Sus principales características fueron incrementar el horario escolar, promoviendo el uso efectivo del tiempo en la escuela, contando con la integración gradual de una propuesta pedagógica conformada por seis líneas de trabajo, que estaban contenidas en el Plan y Programas de estudio de educación básica: Fortalecimiento de aprendizaje sobre contenidos curriculares; Uso didáctico de las Tecnologías de la Información y la Comunicación; Aprendizaje de lenguas adicionales; Arte y cultura; Vida saludable y Recreación y desarrollo físico
Los objetivo general del programa fue “contribuir a mejorar las oportunidades de aprendizaje de los alumnos de las escuelas públicas de educación básica mediante la ampliación del horario escolar” (SEP, 2011), y como objetivos intermedios elevar la calidad de la educación a través de la mejora del nivel de logro educativo de los alumnos; reducir las desigualdades entre grupos sociales en las oportunidades educativas; impulsar el desarrollo y utilización de nuevas tecnologías en el sistema educativo, y ofrecer una educación integral de calidad. Es importante resaltar que la implementación del modelo de Escuelas de tiempo Completo en México, tuvo sus cimientos en las políticas internacionales recomendadas en su momento por la UNESCO y la OCDE, quienes reconocieron en el Programa, uno de los factores para el desarrollo y la mejora de la infraestructura educativa (IIPE-UNESCO). Estas políticas tomaron como soporte el desarrollo de la escuela de tiempo completo finlandesa donde además del programa educativo regular, el alumno experimentaba actividades extra curriculares en las que se cubrían aspectos socio afectivos.

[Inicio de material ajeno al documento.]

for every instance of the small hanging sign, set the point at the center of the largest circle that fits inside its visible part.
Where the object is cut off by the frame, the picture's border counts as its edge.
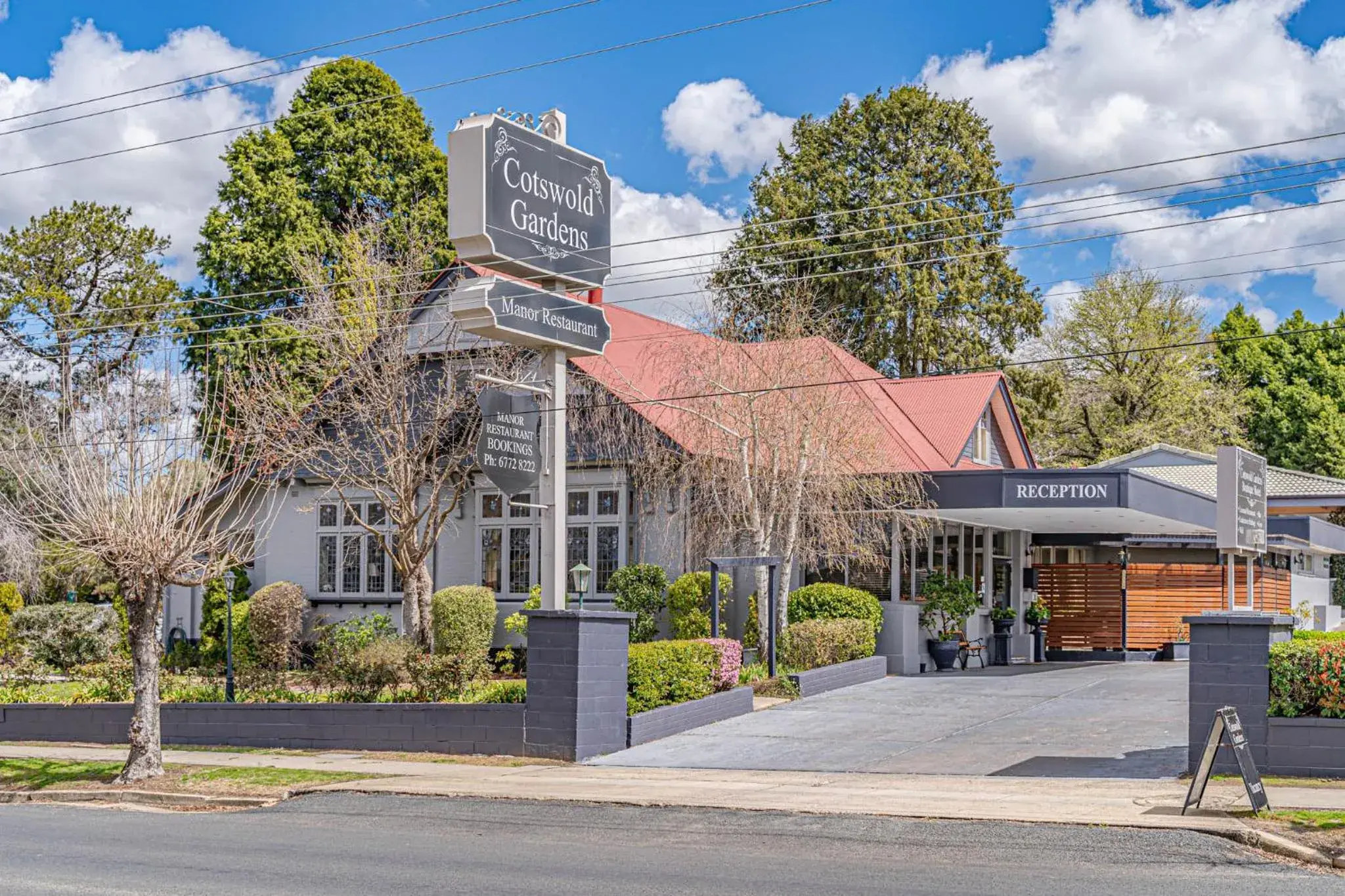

En América Latina, la adopción del modelo fue más hacia la continuidad de las actividades curriculares, con base en recomendaciones del Banco Mundial (BM) y de la Organización para la Cooperación y el Desarrollo Económicos (OCDE), de este modo, si bien países como Argentina, Chile, Uruguay, Venezuela y México; implementan programas de escuelas de tiempo completo con características diferentes, todos tuvieron un objetivo en común: elevar la calidad de la educación y la cobertura en zonas menos privilegiadas (IIPE-UNESCO, 2010).
En su inicio, el Programa se piloteo en 500 escuelas de 15 estados del país con la extensión del horario escolar a ocho horas, donde en este tiempo extra se reforzaron conocimientos escolares y se complementó con actividades extra curriculares, dependiendo de las condiciones y necesidades de las comunidades asistentes a los centros escolares, y el número de alumnos beneficiados fueron más de 130,000.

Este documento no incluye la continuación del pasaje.